# H} Space marines W} Eldar UK ONLY



## Gothic (May 12, 2008)

Ok ive done a little bit of digging through my old and new models the ones i don't use and i've managed to put together a little space marine starter force this includes:

Codex Space Marines

A body from the masters boxset (the one with the powerfist also inlcudes base if you tell me what you would like to equip with i will look i my bits box to see i have what you would like.Just been stripped but might need a scrub ive got the worse of it off)

5 Squad of assault terminators (made from the AoBR termis plus a couple of teleport homers) *Traded*

AoBR dreadnought

10 Man Squad of Deathwatch marines (can be used as sternguard or tactical marines. Thrown in a couple arms a back pack, shoulder pads {inquisitorial and plain} and flamer so you can switch one of the heavy bolters to a flamer.)

7 Man scout (all CCW and bolt pistols also includes 7 bases, just been stripped but might need a scrub ive got the worse of it off)

Also for you smurfs players out there who cant afford the marneus and honour guard boxset, I have marneus in power armour with banner (I think it might be OOP the one i have)

This is what i would like:

Eldar Codex

2 squads of dire avenger (preferably unpainted don't mind if they are built)

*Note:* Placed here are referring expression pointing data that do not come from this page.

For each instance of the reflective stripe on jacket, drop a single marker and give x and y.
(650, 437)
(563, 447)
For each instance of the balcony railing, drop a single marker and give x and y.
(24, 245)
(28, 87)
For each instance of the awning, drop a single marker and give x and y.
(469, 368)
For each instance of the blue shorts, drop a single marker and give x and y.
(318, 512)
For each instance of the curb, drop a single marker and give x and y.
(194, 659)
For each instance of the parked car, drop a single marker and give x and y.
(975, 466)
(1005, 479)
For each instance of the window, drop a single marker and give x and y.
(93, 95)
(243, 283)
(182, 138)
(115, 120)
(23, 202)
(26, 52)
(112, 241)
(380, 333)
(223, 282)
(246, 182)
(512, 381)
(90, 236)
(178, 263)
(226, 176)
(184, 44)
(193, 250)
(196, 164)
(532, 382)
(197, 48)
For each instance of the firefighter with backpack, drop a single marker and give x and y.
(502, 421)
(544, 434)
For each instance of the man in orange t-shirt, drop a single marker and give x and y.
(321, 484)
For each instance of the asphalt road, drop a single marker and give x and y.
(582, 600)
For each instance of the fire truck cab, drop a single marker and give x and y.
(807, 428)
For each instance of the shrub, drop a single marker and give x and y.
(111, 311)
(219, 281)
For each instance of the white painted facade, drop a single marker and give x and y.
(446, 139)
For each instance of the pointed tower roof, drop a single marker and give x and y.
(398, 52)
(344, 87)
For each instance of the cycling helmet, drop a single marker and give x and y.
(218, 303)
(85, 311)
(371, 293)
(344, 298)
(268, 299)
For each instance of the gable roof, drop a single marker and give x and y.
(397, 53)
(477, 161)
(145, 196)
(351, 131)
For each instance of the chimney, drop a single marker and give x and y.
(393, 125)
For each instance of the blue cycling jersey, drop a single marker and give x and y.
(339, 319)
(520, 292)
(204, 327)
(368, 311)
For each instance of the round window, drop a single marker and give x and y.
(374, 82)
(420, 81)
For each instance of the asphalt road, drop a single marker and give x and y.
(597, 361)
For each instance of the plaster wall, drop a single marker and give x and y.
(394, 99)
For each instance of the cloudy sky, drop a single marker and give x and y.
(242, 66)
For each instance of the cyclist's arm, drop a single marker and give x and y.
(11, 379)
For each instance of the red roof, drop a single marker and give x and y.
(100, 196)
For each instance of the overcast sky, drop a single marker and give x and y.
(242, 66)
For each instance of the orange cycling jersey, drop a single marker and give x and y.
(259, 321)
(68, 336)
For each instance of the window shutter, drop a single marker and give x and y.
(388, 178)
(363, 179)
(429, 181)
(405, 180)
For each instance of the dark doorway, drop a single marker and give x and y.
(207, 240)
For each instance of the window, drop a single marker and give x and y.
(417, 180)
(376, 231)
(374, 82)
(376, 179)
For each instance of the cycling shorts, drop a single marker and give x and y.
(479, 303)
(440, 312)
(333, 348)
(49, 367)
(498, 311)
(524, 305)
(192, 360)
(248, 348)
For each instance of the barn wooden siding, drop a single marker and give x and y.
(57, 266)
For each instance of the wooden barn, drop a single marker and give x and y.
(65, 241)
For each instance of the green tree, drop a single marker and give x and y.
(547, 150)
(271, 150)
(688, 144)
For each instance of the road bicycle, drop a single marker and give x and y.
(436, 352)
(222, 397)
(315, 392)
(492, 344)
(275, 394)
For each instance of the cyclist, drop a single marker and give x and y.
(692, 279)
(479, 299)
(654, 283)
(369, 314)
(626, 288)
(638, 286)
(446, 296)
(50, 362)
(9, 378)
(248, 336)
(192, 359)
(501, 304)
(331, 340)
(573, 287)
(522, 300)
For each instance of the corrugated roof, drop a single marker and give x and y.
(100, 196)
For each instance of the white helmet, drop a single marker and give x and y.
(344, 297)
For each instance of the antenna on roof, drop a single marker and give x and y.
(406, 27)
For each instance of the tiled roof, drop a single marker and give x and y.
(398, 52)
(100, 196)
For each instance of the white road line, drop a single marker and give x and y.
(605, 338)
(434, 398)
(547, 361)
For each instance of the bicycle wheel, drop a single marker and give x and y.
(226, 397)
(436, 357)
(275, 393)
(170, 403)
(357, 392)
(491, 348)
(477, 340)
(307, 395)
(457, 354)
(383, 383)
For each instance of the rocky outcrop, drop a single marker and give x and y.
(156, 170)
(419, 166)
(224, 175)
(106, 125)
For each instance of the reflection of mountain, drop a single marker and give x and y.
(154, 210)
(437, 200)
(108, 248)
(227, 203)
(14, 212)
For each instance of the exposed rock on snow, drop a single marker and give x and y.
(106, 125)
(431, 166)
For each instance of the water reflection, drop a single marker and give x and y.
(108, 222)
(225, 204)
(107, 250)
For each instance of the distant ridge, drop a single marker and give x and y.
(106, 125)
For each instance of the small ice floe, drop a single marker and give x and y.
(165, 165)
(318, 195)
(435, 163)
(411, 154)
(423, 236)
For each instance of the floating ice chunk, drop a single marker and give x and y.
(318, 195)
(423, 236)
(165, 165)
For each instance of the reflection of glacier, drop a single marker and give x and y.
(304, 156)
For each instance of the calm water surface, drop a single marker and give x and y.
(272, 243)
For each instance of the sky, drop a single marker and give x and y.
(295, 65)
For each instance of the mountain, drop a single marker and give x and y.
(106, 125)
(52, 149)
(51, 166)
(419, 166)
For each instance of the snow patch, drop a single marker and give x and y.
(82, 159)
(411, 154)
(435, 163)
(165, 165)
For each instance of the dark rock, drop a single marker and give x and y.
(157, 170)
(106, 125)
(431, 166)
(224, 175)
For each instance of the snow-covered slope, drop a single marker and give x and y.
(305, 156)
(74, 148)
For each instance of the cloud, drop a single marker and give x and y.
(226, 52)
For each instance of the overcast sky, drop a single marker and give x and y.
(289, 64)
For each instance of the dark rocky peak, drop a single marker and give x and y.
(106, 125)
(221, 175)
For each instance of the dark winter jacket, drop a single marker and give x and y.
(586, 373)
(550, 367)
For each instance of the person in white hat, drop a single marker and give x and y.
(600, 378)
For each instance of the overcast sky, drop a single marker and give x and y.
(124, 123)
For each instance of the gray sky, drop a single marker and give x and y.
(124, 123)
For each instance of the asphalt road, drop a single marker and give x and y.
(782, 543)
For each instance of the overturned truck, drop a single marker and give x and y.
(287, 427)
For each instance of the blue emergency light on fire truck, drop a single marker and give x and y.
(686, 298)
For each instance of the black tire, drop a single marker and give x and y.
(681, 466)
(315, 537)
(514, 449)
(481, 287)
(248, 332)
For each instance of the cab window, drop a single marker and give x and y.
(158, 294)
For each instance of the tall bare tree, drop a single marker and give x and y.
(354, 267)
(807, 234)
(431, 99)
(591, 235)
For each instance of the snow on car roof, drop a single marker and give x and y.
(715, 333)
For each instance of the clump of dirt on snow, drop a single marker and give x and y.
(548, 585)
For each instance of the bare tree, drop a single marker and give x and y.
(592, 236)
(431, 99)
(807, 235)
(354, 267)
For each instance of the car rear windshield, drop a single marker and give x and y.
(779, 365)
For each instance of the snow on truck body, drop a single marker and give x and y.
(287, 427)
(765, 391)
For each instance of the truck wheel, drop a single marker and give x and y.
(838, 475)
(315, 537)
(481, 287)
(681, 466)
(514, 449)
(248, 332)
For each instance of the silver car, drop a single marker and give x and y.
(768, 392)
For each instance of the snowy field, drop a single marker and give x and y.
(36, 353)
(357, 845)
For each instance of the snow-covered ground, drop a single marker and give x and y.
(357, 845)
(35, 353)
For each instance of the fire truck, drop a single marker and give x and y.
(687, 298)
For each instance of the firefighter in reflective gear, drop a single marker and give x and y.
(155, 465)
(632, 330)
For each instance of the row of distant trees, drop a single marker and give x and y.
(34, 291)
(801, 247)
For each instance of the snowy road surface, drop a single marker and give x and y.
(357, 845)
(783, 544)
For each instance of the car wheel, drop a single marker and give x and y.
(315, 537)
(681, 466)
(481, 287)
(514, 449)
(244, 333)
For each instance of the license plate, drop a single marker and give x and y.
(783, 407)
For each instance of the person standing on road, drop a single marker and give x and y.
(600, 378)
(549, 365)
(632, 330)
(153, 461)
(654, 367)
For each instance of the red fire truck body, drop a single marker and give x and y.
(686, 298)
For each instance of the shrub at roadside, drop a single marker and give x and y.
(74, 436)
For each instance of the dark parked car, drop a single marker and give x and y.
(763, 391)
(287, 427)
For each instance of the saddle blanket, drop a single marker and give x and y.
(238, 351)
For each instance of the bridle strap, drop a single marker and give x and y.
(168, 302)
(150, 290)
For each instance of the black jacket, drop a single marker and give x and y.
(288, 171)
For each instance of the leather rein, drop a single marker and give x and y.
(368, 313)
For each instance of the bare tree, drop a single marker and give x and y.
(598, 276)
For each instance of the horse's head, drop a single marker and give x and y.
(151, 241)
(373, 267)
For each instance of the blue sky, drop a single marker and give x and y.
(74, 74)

phoenix lord (any don't mind also dont mind if painted)

Avatar

any aspect warrior squad (except for dire avengers)

I will do both troops for the dire avengers, terminator for a aspect warrior squad, Dreadnought for a avatar, HQ body for a phoenix lord. Marneus anything eldar or feugans axe.

Don't mind seperating if you have what i have listed and also will split troops but i will only swap those for dire avengers.

Only trading as i dont have paypal or anything like that. *UK ONLY PLEASE* as i cannot afford international postage.

Thanks for looking.

Gothic

P.S sorry for any spelling or punctuation problems.


----------



## Sethis (Jun 4, 2009)

I can trade you unpainted Fire Dragons for Terminators, please PM me if interested.


----------



## Gothic (May 12, 2008)

Sethis i've replied


----------